Айзенменгер задумался и едва не проскочил поворот. Он свернул с главной дороги на извилистый проселок, который вел к его деревне. Доктор включил ближний свет, и яркие лучи принялись выхватывать из темноты рытвины и ухабы; время от времени перед лобовым стеклом мелькали первые весенние мошки.
– Значит, никто не предполагал, что она умрет от лимфомы так неожиданно. – Слова Айзенменгера прозвучали скорее как утверждение, чем как вопрос.
Елена сидела, глядя прямо перед собой. Помедлив, она произнесла:
– Никто вообще не ожидал, что она умрет. Когда десятью днями раньше она была у врача, тот не нашел у нее ничего, кроме гриппа.
Айзенменгер, на секунду оторвав взгляд от дороги, посмотрел на Елену. Тем временем они миновали пруд, и доктор остановил машину у школьного домика.

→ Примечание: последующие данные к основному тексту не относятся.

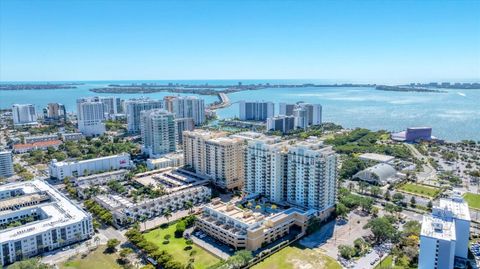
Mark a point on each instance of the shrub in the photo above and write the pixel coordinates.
(180, 228)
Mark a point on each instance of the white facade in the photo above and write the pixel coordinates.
(189, 107)
(281, 123)
(165, 161)
(158, 131)
(445, 235)
(91, 116)
(125, 213)
(255, 110)
(24, 114)
(60, 170)
(302, 174)
(59, 222)
(133, 109)
(72, 136)
(6, 164)
(111, 104)
(41, 138)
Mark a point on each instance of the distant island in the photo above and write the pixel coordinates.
(406, 89)
(205, 89)
(38, 86)
(447, 85)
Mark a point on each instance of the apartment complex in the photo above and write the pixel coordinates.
(6, 164)
(54, 112)
(24, 114)
(245, 229)
(126, 212)
(51, 220)
(112, 105)
(213, 155)
(444, 236)
(281, 123)
(60, 170)
(91, 116)
(183, 124)
(224, 158)
(133, 109)
(302, 174)
(158, 131)
(256, 110)
(187, 107)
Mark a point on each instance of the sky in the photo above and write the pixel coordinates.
(355, 41)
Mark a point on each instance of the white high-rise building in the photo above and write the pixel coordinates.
(225, 162)
(194, 148)
(183, 124)
(187, 107)
(445, 235)
(6, 164)
(286, 109)
(300, 115)
(49, 220)
(91, 116)
(302, 174)
(61, 170)
(24, 114)
(134, 107)
(159, 132)
(111, 104)
(255, 110)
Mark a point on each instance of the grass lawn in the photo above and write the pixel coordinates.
(472, 199)
(96, 259)
(294, 257)
(387, 263)
(203, 258)
(420, 189)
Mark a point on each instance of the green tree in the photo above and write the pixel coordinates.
(341, 210)
(112, 244)
(382, 229)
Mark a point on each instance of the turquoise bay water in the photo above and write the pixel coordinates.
(454, 115)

– Совсем ничего? – уточнил он.
Елена покачала головой:
– Терапевт в больнице, где работала Миллисент, осмотрел ее и сказал, что это обыкновенный грипп. Единственное, что он посоветовал девушке, – это лечь в постель и перед сном выпить обыкновенный парацетамол.
Сказав это, Елена вышла из машины. Доктор последовал ее примеру и, поднявшись по ступенькам лестницы, отпер дверь. В доме было зябко и потягивало сыростью. Айзенменгер предложил Елене бренди и наполнил два стакана янтарным ароматным напитком.
Они сидели друг напротив друга в маленькой гостиной, и Айзенменгер старался вникнуть в суть дела.
– Значит, от появления опухоли до момента смерти прошло не более десяти дней, – размышлял он вслух. – Что ж, такое бывает. Несомненно, существуют так называемые гематопоэтические опухоли, которые растут очень быстро. По большому счету, все это может быть проявлениями острой костномозговой лейкемии или, смею предположить, лимфомы Буркитта. Но все равно случай в высшей степени странный.
– Почему?
– Потому что, и это приходится констатировать, болезнь Миллисент развивалась не просто быстро и даже не очень быстро, а стремительно. Настолько, что девушка не успела ни с кем поговорить об этом: ни с врачами, ни с коллегами, ни с друзьями. Никакой рак так себя не ведет.
Елена свернулась калачиком на стареньком диване – ей явно было зябко.
– Я тоже так думаю, – после короткой паузы произнесла она. – Есть во всей этой истории нечто мистическое: Миллисент, по словам ее отца, больше всего на свете боялась умереть от рака, и нате вам, скоропостижно скончалась именно от него. Кстати, из-за страха перед раком она и выбрала себе работу в этой области.
– Вот как? – Доктор удивленно поднял брови.
Елена кивнула:
– В медицинской школе. Будучи специалистом по клеточной биологии, она работала с профессором Робином Тернером в отделе раковой генетики.
Дело принимало новый, неожиданный оборот. Но почему эта информация так взволновала Айзенменгера? Он и сам не мог понять, с чем было связано охватившее его чувство беспокойства. От волнения у него даже зачесались почти полностью затянувшиеся рубцы на ладонях. Неожиданно Елена с силой сжала свой стакан с бренди и едва не закричала:
– Какого черта у тебя в доме так холодно? Ты не можешь включить отопление?
Айзенменгер изобразил на лице удивление и пробормотал:
– Разве холодно? Я не замечал.
Взяв с каминной полки спички, он молча наклонился к газовому обогревателю. Ему не хотелось объяснять Елене, что в тепле шрамы на его руках – следы недавних ожогов – начинали напоминать о себе.
Когда помещение стало понемногу наполняться теплом, Айзенменгер поднялся с кресла и заходил по комнате.
– Вот почему в деле всплыл «Пел-Эбштейн». До медицинской школы Миллисент работала там, – подытожила Елена.
Расположившись как можно дальше от обогревателя, Айзенменгер спросил:
– Как долго Миллисент проработала в «Пел-Эбштейн» и когда это было?
Елена извлекла из элегантного серого портфеля тонкую папку. Заглянув в нее, она сказала:
– Миллисент Суит проработала там год и восемь месяцев, уволилась полтора года назад.
– И что, по мнению отца, убило ее?
В комнате стало теплее, и Елена немного расслабилась.
– Точно он не может сказать. Сейчас он совершенно уничтожен, абсолютно растерян и страшно обозлен. Он даже не в состоянии связно объяснить причины своей убежденности в том, что смерть дочери связана с ее работой в «ПЭФ», но он на сто процентов уверен, что эта связь существует.